After the war, in 2004, when the RCD joined the coalition government in Kinshasa, Nkunda was promoted to general. A position he refused, saying the reform of the army was unreliable and would not provide for the promised national reconciliation. He retreated with hundreds of his former troops to the forests of Masisi in North Kivu where he still lingers.

Protecting Tutsi's and wealth
Nkunda claims to be protecting Congolese Tutsis, known as the Banyamulenge, from genocide. He accuses the Congolese army of supporting Rwandan Hutu rebels, who were involved in the 1994 genocide, and are now based in the east of the DRC. Nkunda and Rwanda have been fighting the Forces Démocratiques de la Libération du Rwanda (FDLR), which is composed of ethnic Hutus, opposed to Tutsi rule and influence in the region.
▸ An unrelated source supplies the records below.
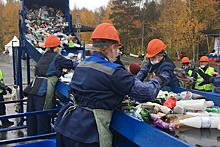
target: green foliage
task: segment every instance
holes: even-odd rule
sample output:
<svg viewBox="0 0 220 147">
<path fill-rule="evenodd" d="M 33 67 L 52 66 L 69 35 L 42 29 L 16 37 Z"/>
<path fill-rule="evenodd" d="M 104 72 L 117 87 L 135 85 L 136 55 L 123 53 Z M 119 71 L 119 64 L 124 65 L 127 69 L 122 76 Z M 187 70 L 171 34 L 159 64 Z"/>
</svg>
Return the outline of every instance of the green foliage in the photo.
<svg viewBox="0 0 220 147">
<path fill-rule="evenodd" d="M 0 4 L 0 52 L 4 51 L 6 45 L 14 36 L 18 37 L 18 10 L 21 3 L 10 0 L 7 4 Z"/>
<path fill-rule="evenodd" d="M 109 19 L 112 20 L 115 27 L 120 33 L 121 43 L 124 45 L 126 52 L 137 50 L 140 44 L 141 28 L 139 1 L 131 0 L 113 0 L 112 13 Z"/>
</svg>

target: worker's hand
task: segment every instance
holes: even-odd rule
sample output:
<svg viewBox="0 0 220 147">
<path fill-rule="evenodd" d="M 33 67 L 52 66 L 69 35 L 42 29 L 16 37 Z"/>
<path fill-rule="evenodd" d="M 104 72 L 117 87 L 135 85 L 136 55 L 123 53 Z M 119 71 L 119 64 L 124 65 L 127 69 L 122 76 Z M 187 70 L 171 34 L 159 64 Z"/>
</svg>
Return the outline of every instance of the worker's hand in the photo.
<svg viewBox="0 0 220 147">
<path fill-rule="evenodd" d="M 205 74 L 203 71 L 201 71 L 201 69 L 198 69 L 197 73 L 203 78 L 203 81 L 201 83 L 199 83 L 199 86 L 202 86 L 204 84 L 213 83 L 213 81 L 214 81 L 214 77 L 213 76 Z"/>
<path fill-rule="evenodd" d="M 161 82 L 161 86 L 164 86 L 164 84 L 167 82 L 167 80 L 162 75 L 157 75 L 154 78 L 158 79 Z"/>
<path fill-rule="evenodd" d="M 211 72 L 211 74 L 212 74 L 213 76 L 217 76 L 217 75 L 218 75 L 218 72 Z"/>
<path fill-rule="evenodd" d="M 186 71 L 182 68 L 175 68 L 173 73 L 175 76 L 186 85 L 191 85 L 193 83 L 193 79 L 186 74 Z"/>
<path fill-rule="evenodd" d="M 188 81 L 184 81 L 184 83 L 186 84 L 186 86 L 191 86 L 191 85 L 194 83 L 193 78 L 190 77 L 190 78 L 188 79 Z"/>
<path fill-rule="evenodd" d="M 5 90 L 7 90 L 10 94 L 12 94 L 12 89 L 10 87 L 7 86 Z"/>
</svg>

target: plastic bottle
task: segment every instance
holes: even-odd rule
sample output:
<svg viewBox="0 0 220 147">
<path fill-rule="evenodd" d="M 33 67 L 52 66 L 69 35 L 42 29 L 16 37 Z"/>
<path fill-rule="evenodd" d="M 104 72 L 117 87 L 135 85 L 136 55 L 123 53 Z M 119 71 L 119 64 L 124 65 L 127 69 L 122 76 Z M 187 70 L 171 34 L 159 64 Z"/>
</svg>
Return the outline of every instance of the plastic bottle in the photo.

The group's military forces had dropped significant in the past few years.

But Rwandan Tutsi's, it seems, are leaving the overpopulated Rwanda and are settling in Congo. It is said that Rwanda uses Nkunda's rebels to safe keep Rwanda's interests. The rebel leader receives military material and other support from Rwandan officials and civilians. His rebels control the mineral rich area around the small town of Masisi, from where Rwandans export Congo's minerals. Nkunda has always denied receiving support from Kigali, even though his men, estimated at 5,000 by the United Nations, wear Rwandan uniforms and are equipped with sophisticated communications equipment.
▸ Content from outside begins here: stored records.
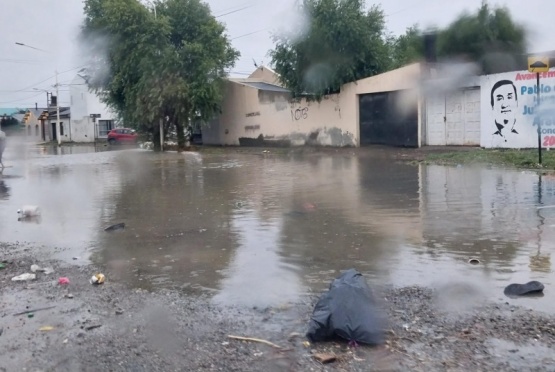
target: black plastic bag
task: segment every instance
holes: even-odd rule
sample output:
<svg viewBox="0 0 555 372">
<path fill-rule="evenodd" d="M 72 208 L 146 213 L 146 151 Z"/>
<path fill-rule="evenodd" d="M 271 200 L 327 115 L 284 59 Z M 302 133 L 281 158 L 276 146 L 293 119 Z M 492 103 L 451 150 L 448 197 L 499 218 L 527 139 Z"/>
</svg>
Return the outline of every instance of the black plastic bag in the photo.
<svg viewBox="0 0 555 372">
<path fill-rule="evenodd" d="M 361 273 L 350 269 L 335 279 L 310 319 L 306 336 L 312 342 L 341 337 L 349 342 L 382 344 L 384 319 Z"/>
</svg>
The conflict, however, is not only fuelled by ethnic strife. Nkunda's rebellion roots in other interests as well. Kivu is a fruitful region and its soil holds a real treasure in minerals: gold, coltan and diamonds. There is valuable tropical wood too. Kivu's minerals constitute an economy worth billions. But there are no rules. Rwandan, Ugandan, Congolese governments and rebels all seek a piece of the pie, regardless of human life.

Atrocities
Although Nkunda fought in both the Rwandan and Congolese conflicts, he first came to widespread notice when he led the brutal repression of an attempted mutiny in Kisangani in 2002, where more than 160 persons were summarily executed. Two years later, Nkunda and troops loyal to him took control of the South Kivu town of Bukavu, claiming to stop genocide of Congolese Tutsi. During the fighting, Nkunda's troops are alleged of carrying out war crimes, killing and raping civilians and looting their property.
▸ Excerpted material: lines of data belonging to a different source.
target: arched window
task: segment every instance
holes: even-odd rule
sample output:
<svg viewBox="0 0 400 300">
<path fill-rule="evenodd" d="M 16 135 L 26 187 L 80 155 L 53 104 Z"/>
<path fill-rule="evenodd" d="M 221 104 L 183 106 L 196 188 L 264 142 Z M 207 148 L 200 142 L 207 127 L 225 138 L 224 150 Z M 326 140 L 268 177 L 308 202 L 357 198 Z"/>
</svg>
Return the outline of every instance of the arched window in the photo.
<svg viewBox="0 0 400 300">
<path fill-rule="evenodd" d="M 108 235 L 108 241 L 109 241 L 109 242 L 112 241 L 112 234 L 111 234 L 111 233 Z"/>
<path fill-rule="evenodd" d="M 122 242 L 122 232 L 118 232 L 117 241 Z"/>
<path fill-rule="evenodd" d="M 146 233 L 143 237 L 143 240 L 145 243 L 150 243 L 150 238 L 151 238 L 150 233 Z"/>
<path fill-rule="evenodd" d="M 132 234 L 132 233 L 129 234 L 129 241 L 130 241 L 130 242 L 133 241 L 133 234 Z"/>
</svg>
In September 2005 the government issued an international arrest warrant for Nkunda. Since then he has remained at large even though provincial government authorities, the Congolese army and UN peacekeeping forces knew of his whereabouts. Local journalists and civil society sources reported his frequent visits to Goma, seat of the North Kivu provincial government, and a major operations centre for Congolese soldiers and U.N. peacekeepers.